Например, по мнению Белкина, совпадающему с постсоветскими выводами НИИ Госкомитета Российской Федерации, рост промышленной продукции СССР за 1960–1980 годы тогда завысили в два раза. (См. «Вестник статистики», 1992, № 4.) А вот другое мнение: начальник российских статистиков Б. Кириченко в ельцинские времена писал о шестикратном завышении темпов роста. У еще более лихих критиков советской системы оно выходило даже тринадцатикратным. («Вестник статистики», 1992, № 4 и «Экономика и математические методы», 1990, № 5.) Последние цифры, без сомнения, политически мотивированы, тогда стало модно ругать все советское. Но это все схоластические рассуждения, а в природе, в том числе и человеческой, имеется единственный неоспоримый критерий качества жизни — это сама жизнь. Об улучшении жизни свидетельствует прирост населения и увеличение продолжительности жизни. При среднем приросте населения СССР за 1950–1965 годы в 3,3 миллиона человек, в 1958 году зафиксирован скачок до 3,9 миллиона.
Продолжительность жизни увеличилась до 69 лет, по сравнению с 47 годами в 1938 году и 67 годами в 1956 году.
Правда, шестая пятилетка так и не сложилась, на нее пришлось махнуть рукой, заменить семилеткой. Но отец не особенно огорчался, за прошедшие годы многое переоценено, возникли новые приоритеты, в первую очередь — химия. Так что нет худа без добра.
Переход к совнархозам заметно оживил экономику, но и породил новые проблемы. Не успели демонтировать ведомственные барьеры, как на их руинах начали возводиться барьеры региональные. Совнархоз норовил отгородиться стеной от соседей, брать, что только можно, а свое, если удастся, попридержать. Отец называл такое поведение антипартийным. Он уповал на Госплан, его дело следить за соблюдением общего — государственных интересов.

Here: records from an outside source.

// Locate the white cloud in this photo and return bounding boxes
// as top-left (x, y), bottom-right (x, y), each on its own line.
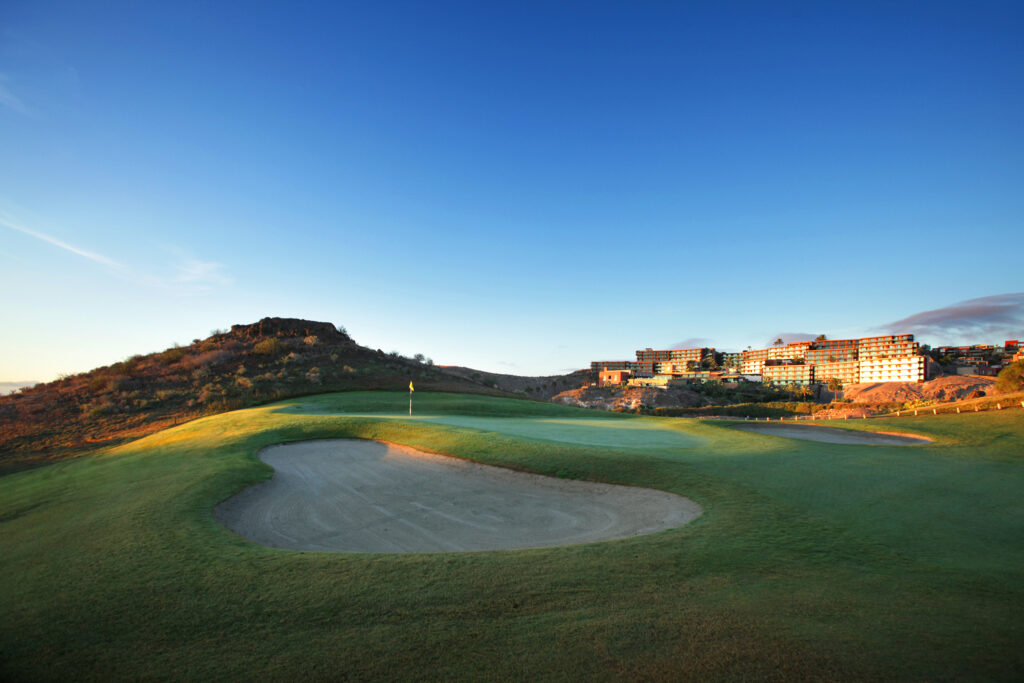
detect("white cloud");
top-left (1, 214), bottom-right (231, 294)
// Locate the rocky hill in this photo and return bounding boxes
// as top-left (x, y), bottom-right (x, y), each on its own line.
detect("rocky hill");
top-left (0, 318), bottom-right (500, 472)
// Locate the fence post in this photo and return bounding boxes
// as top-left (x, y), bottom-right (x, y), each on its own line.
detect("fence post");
top-left (914, 409), bottom-right (918, 416)
top-left (933, 408), bottom-right (937, 415)
top-left (957, 406), bottom-right (960, 414)
top-left (897, 410), bottom-right (900, 416)
top-left (997, 403), bottom-right (1002, 410)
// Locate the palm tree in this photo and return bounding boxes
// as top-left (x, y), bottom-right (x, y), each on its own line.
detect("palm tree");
top-left (773, 338), bottom-right (784, 347)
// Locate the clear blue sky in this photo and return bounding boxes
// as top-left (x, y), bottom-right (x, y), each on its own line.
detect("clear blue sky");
top-left (2, 1), bottom-right (1022, 383)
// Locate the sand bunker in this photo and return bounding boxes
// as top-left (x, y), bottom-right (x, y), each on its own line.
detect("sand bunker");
top-left (215, 439), bottom-right (701, 553)
top-left (731, 423), bottom-right (931, 445)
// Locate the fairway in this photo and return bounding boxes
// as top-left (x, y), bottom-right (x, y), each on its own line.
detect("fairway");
top-left (215, 439), bottom-right (700, 552)
top-left (2, 391), bottom-right (1023, 680)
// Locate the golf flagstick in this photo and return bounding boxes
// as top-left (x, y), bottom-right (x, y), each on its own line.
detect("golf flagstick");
top-left (409, 381), bottom-right (414, 416)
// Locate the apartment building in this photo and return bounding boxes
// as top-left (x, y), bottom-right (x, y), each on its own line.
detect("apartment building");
top-left (767, 341), bottom-right (811, 360)
top-left (813, 360), bottom-right (861, 386)
top-left (859, 355), bottom-right (926, 383)
top-left (637, 347), bottom-right (711, 364)
top-left (740, 348), bottom-right (770, 375)
top-left (761, 362), bottom-right (813, 386)
top-left (591, 360), bottom-right (632, 374)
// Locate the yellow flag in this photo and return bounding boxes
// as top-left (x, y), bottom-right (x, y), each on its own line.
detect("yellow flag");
top-left (409, 381), bottom-right (414, 392)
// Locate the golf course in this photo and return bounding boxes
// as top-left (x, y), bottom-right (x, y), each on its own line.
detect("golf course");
top-left (2, 391), bottom-right (1022, 679)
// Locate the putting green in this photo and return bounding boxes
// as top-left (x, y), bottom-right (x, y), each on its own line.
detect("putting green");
top-left (332, 414), bottom-right (706, 450)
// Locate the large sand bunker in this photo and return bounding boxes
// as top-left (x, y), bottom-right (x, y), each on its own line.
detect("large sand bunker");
top-left (731, 423), bottom-right (931, 445)
top-left (216, 439), bottom-right (701, 553)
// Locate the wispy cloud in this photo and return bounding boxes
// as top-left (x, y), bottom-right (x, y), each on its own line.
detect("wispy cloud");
top-left (671, 337), bottom-right (712, 349)
top-left (881, 293), bottom-right (1024, 342)
top-left (0, 74), bottom-right (30, 115)
top-left (169, 250), bottom-right (232, 291)
top-left (1, 215), bottom-right (230, 294)
top-left (1, 215), bottom-right (129, 271)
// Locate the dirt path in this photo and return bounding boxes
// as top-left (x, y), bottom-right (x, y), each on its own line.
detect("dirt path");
top-left (731, 423), bottom-right (931, 445)
top-left (215, 439), bottom-right (701, 553)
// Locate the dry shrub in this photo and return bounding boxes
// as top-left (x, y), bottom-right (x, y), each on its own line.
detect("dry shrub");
top-left (182, 350), bottom-right (236, 369)
top-left (253, 338), bottom-right (284, 356)
top-left (158, 348), bottom-right (185, 365)
top-left (303, 335), bottom-right (319, 346)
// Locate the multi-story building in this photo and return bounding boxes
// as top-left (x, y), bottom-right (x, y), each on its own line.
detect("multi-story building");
top-left (720, 352), bottom-right (743, 371)
top-left (591, 360), bottom-right (632, 374)
top-left (740, 348), bottom-right (770, 375)
top-left (859, 355), bottom-right (926, 383)
top-left (656, 361), bottom-right (699, 375)
top-left (635, 348), bottom-right (673, 363)
top-left (637, 347), bottom-right (711, 365)
top-left (767, 341), bottom-right (811, 361)
top-left (813, 360), bottom-right (861, 386)
top-left (761, 361), bottom-right (813, 386)
top-left (805, 346), bottom-right (858, 364)
top-left (857, 334), bottom-right (918, 359)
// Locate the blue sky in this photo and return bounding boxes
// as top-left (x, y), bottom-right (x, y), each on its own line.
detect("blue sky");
top-left (1, 1), bottom-right (1022, 383)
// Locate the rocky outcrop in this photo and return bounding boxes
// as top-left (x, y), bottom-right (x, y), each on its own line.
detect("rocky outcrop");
top-left (228, 318), bottom-right (350, 342)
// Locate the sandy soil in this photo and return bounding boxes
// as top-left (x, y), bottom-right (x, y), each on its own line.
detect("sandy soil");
top-left (731, 423), bottom-right (931, 445)
top-left (215, 439), bottom-right (702, 553)
top-left (842, 376), bottom-right (996, 404)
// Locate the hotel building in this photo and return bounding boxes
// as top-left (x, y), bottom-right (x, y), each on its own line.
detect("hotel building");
top-left (591, 333), bottom-right (929, 387)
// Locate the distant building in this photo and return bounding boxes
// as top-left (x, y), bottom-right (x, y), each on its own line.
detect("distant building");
top-left (598, 370), bottom-right (632, 387)
top-left (593, 333), bottom-right (930, 386)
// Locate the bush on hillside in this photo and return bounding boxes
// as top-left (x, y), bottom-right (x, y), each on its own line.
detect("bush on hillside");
top-left (996, 362), bottom-right (1024, 393)
top-left (158, 347), bottom-right (185, 365)
top-left (253, 338), bottom-right (284, 356)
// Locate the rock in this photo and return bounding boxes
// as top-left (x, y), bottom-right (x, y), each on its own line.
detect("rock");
top-left (228, 318), bottom-right (350, 341)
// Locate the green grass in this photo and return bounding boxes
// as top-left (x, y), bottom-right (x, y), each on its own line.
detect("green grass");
top-left (2, 391), bottom-right (1023, 680)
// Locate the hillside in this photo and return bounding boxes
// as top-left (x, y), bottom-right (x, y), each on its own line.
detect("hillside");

1958 год на селе закончился неплохо. За 1953–1958 годы посевные площади, включая целину, возросли на 17 процентов, валовый урожай зерна увеличился на 69 процентов. В 1958 году собрали более восьми с половиной миллиардов пудов зерна (134,7 миллиона тонн). Именно эту цифру назвал осенью 1952 года на XIX съезде Маленков, утверждая, что таким образом зерновая проблема решена. Но тогда речь шла о «биологическом», гипотетическом урожае (я уже писал об этой методике подсчета колосков на одной делянке в метр на метр и затем пересчете результата на миллионы гектаров.) Сейчас же засчитывалось зерно, заложенное в элеваторы. Отец очень гордился тем, что ему удалось перевести урожай из «биологического» в «амбарное исчисление». В результате заготовки в среднем выросли на 84 процента. В 1958 году они достигли 3 миллиардов 495 миллионов пудов (56,6 миллионов тонн) и наконец-то превысили годовой расход зерна в 50 миллионов тонн на все нужды: выпечку хлеба, корм скоту, подкормку союзников, производство спирта.
В 1958 году в госрезерв заложили 11,2 миллиона тонн зерна, почти в 2,5 раза больше, чем в прошлом году.
58 процентов прироста заготовок зерна обеспечила целина. За истекшие четыре года она полностью себя окупила и начала давать прибыль. Итог получился с плюсом в 18 миллиардов рублей.
Целинным хлебом отец гордился особо, той особой гордостью расчетливого дельца, рискнувшего своими капиталами и выигравшего. Свои расчеты отец сначала привел в докладе Пленуму, а затем рассказывал о целинном триумфе всем желавшим слушать: гостям за воскресным обеденным столом, нам, детям, во время очередной прогулки на даче. Отцу так хотелось, чтобы все разделили его радость. И мы искренне радовались.
В последующие годы я слышал и обратное: эмоциональные, без конкретных цифр, рассуждения об убыточности, провале целины. Не берусь судить, но думаю, окажись целина убыточной, она давно бы не кормила нынешнюю, рыночную, капиталистическую Россию, а капиталистический Казахстан не торговал бы пшеницей по всему миру.
В докладе на Пленуме отец отметил и рост урожайности, правда, небольшой, 11,1 центнера зерна с гектара (7,8 центнера — в 1953 году). Однако без удобрений урожайность целиком определялась погодой, скакала год от года на полтора-два центнера.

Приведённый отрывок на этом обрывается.